When I’ve had conversations with someone in Vermont officialdom and the name “Brenda Siegel” comes up, it usually elicits a bit of a grimace. Siegel isn’t a comfortable character. She’s direct, some would say abrasive. She’s a fierce advocate for an unpopular cause. When she walks into a legislative hearing, the assembled lawmakers brace for impact. When she earned the Democratic gubernatorial nomination in 2022, the party offered some support but endorsements were few and the donor class shunned her campaign.
And now that H.938 has become law as Act 143, she ought to be taking a nice long victory lap. She did issue a press release; otherwise I suspect she got right back to work.
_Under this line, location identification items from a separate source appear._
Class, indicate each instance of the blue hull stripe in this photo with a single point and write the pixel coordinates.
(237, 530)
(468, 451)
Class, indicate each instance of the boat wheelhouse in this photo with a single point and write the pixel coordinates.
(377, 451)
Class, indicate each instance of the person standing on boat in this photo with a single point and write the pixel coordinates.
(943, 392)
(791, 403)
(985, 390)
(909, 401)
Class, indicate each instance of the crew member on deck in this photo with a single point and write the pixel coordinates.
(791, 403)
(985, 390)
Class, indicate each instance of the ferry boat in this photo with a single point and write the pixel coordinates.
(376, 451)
Act 143 is far from perfect, but it’s a much better law than any of our political leaders really wanted. It’s an attempt at creating a comprehensive response to homelessness instead of the box of Band-Aids that is the hotel/motel program. Crucially, it requires for the first time that the state’s homelessness response system must comply with the Americans with Disabilities Act. I bet you thought that was a given, but apparently not.
There are other heroes in this story — House Human Services Chair Theresa Wood and Rep. Jubilee McGill for starters — but it wouldn’t have happened without Siegel’s tenacity and willingness to be unpopular in the service of her cause.
And in the category of poetic justice, End Homelessness Vermont, the nonprofit she founded and ran on a shoestring, is now part of the official system. The state’s FY2027 budget includes a $200,000 appropriation for EHV, which will now work alongside state agencies to try to lift the unhoused into safe, productive lives.
Gee, maybe she could have been a good governor after all.